Mehr machen und mehr schaffen sind zwei unterschiedliche Dinge. Wie Sie gelassen und trotzdem effektiv arbeiten.

Von Alice Boyes

Auch wenn der Job vielen von uns Freude bereitet: Die meisten Menschen wollen arbeiten, um zu leben und nicht leben, um zu arbeiten. Das ist nicht zuletzt Selbstschutz – denn für unser Wohlbefinden und unsere Gesundheit brauchen wir neben der Arbeit noch genügend Zeit für unsere Familie und Freunde, für Hobbys und Entspannung.
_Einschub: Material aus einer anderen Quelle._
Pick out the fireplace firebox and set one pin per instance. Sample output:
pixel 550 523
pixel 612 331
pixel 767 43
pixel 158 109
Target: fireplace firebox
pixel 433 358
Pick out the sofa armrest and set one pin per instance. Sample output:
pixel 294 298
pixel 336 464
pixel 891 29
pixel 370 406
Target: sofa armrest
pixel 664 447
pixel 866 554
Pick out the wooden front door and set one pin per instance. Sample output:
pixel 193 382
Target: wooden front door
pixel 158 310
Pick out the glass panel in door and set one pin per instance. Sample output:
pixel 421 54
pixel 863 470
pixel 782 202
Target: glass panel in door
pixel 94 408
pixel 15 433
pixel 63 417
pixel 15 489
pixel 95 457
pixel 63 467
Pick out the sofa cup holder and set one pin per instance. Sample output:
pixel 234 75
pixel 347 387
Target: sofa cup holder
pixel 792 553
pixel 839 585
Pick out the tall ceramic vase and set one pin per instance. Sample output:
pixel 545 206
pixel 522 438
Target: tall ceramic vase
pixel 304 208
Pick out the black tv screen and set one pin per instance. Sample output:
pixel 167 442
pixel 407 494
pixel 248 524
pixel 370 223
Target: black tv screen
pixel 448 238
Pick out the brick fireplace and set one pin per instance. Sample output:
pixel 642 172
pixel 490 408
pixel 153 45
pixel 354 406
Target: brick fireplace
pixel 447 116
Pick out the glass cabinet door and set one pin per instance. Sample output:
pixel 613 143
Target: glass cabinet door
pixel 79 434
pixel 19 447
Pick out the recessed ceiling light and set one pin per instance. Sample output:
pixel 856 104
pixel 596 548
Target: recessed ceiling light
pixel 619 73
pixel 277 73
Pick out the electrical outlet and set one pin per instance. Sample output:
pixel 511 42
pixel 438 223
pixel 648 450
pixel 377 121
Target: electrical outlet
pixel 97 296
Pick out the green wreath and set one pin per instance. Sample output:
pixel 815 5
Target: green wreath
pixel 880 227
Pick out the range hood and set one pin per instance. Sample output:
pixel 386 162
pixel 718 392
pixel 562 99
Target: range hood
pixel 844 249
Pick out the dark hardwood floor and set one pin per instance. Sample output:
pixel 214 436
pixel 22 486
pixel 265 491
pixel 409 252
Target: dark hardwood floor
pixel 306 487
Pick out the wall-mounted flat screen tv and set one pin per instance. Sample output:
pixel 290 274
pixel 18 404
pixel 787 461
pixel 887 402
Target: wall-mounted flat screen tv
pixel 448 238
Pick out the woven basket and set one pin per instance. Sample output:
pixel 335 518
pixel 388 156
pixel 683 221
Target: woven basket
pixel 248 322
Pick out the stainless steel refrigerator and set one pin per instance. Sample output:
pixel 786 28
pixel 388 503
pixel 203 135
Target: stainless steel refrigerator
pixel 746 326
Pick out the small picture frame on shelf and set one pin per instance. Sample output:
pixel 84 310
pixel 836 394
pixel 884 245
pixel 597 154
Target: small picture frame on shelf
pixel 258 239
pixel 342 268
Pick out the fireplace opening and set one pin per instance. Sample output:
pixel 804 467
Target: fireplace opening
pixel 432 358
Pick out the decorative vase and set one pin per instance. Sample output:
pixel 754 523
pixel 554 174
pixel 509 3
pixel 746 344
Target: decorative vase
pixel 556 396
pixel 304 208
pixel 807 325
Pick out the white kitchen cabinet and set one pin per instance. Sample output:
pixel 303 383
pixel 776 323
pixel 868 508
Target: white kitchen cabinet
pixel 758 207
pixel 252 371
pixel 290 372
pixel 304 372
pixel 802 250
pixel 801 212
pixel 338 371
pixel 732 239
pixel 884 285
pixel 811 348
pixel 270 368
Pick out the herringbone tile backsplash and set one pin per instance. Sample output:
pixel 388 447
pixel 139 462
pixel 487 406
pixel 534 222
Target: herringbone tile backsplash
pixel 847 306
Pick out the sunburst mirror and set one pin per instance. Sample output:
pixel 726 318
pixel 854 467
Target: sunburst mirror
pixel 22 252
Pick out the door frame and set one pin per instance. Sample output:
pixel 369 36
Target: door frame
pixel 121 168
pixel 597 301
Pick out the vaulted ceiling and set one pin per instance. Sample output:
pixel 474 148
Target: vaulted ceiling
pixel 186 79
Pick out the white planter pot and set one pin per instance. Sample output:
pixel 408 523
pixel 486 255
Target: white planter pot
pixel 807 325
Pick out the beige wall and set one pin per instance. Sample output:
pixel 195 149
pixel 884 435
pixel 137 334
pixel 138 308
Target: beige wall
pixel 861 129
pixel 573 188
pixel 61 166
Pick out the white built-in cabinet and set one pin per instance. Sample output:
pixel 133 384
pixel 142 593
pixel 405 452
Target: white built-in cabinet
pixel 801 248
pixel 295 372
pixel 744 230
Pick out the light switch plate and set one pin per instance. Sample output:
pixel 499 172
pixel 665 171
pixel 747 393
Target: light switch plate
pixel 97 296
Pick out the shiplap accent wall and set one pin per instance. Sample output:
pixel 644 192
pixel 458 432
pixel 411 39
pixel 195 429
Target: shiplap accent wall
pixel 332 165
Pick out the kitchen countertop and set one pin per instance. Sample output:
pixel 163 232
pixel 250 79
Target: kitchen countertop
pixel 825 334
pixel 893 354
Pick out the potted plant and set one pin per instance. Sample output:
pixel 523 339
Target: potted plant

Umso wichtiger ist es, eine Strategie zu entwickeln, die hilft, den Stress im Job gar nicht erst übermächtig werden zu lassen. Die folgenden Tipps können Ihnen dabei helfen:

1. Überzeugungen hinterfragen

Wenn uns Kolleginnen und Kollegen berichten, wie viele Überstunden sie in ein Projekt gesteckt haben und wie unermüdlich sie auch sonst bei der Arbeit sind, kann dies Schuldgefühle und Angst ­auslösen – sogar bis hin zu körperlichen Reaktionen.

Ein Kollege erzählte mir kürzlich zum Beispiel, wie viele Podcastinterviews er gegeben hatte, um für sein neuestes Buch zu werben. Sofort hatte ich ein schlechtes Gewissen – ich hatte nämlich längst nicht so viel getan, um meine eigene Neuveröffentlichung anzupreisen. Noch Stunden später hatte ich Herzrasen, wenn ich an das Gespräch dachte.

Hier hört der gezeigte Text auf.